Prior to joining RAL, Ms Kekana had stints as Company Secretary at Limpopo Business Support Agency (LIBSA), a forerunner for the Limpopo Economic Development Agency (LEDA), and latterly at Corridor Mining Resources - a subsidiary of LEDA, under full control of the provincial government through the Limpopo Department of Economic Development, Environment and Tourism.
But before she got exposed to the Company Secretary career path though, she had legal stints in as diverse environments, and perhaps on the continent, as juxtaposed, as a military legal practitioner in the South African National Defence Force (Army) and as a legal advisor for a human rights NGO.
She is now closer to completing her qualification as a Chartered Secretary, which will cement her role as a corporate governance specialist.
However, she is also at the cusp of the start of a next age decade. This is the age when, according to psychologists, people have inclination to make major life decisions or revisit unfulfilled life goals. More so for her, what’s with the mantra that life begins at 40.
But they say old habits die hard. She has now set herself a new goal of ending as a judge or Speaker of the National Assembly in the Parliament of the Republic of South Africa.

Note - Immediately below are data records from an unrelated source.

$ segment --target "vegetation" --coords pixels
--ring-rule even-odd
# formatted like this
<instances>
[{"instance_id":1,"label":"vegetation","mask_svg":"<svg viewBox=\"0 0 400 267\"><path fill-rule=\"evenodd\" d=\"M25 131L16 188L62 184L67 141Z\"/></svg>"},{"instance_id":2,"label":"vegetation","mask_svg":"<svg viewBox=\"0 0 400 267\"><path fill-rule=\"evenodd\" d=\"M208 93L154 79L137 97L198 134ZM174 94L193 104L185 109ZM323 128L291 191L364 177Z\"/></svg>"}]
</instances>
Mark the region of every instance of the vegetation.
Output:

Her endearing and radiant smile is an unpleasant facade of her onerous physiological tribulations. She has been living with Endometriosis, a common and yet silent incurable condition that affects millions of women, since she was barely a teenager.
Since she was eventually diagnosed sixteen years ago, she has come to embrace her condition. She has a foundation and is an untiring activist in raising awareness of female reproductive health medical conditions. Her goal is for the Council for Medical Schemes to recognise these conditions and add them to the list of chronic illnesses in terms of the schemes benefit structures.
“I’d also like to fight to see the cost of reproductive health treatments for conditions like Adenomyosis, Endometriosis and infertility reduced so that every female person who needs them can have access to those treatments,” she says.
As she previously revealed in a ‘RAL Cares’ feature (Mmileng, Q1 2017), she has had an average of two surgical procedures a year. A surgical procedure is the next, and only, treatment option available at the moment when the initial medication treatment fails. Ever irrepressible, incidentally part of Ms Kekana’s Mmileng Big Interview was done between one of her hospitalisations and convalescing.
“I also want employers to recognise these conditions as a pandemic affecting half of the workforce in the workplace.”
Professionally, she is in the process of developing a comprehensive enterprise-wide compliance checklist that, she hopes, will help in checking whether or not RAL complies with all statutory and regulatory requirements applicable to it.
“This will assist in keeping the Board apprised of the compliance status of RAL on a quarterly basis,” she says.
“The immediate priority in the last couple of years had been to address the historical damage that had been inflicted on the organisation. This redress was done by, amongst other things, introducing internal controls and systems to ensure adequate and efficient management of the affairs of RAL.”
She said it is satisfactory that RAL has retained its unqualified audit opinion from the Auditor-General of South Africa for the 2017/18 financial year without regressing. And she expects the Agency to have achieved a clean audit opinion by 2019/20 financial year when the current Medium-Term Expenditure Framework (MTEF) period lapses. (Story on page 10)
“THE IMMEDIATE PRIORITY … HAD BEEN TO ADDRESS THE HISTORICAL DAMAGE … INFLICTED ON THE ORGANISATION.”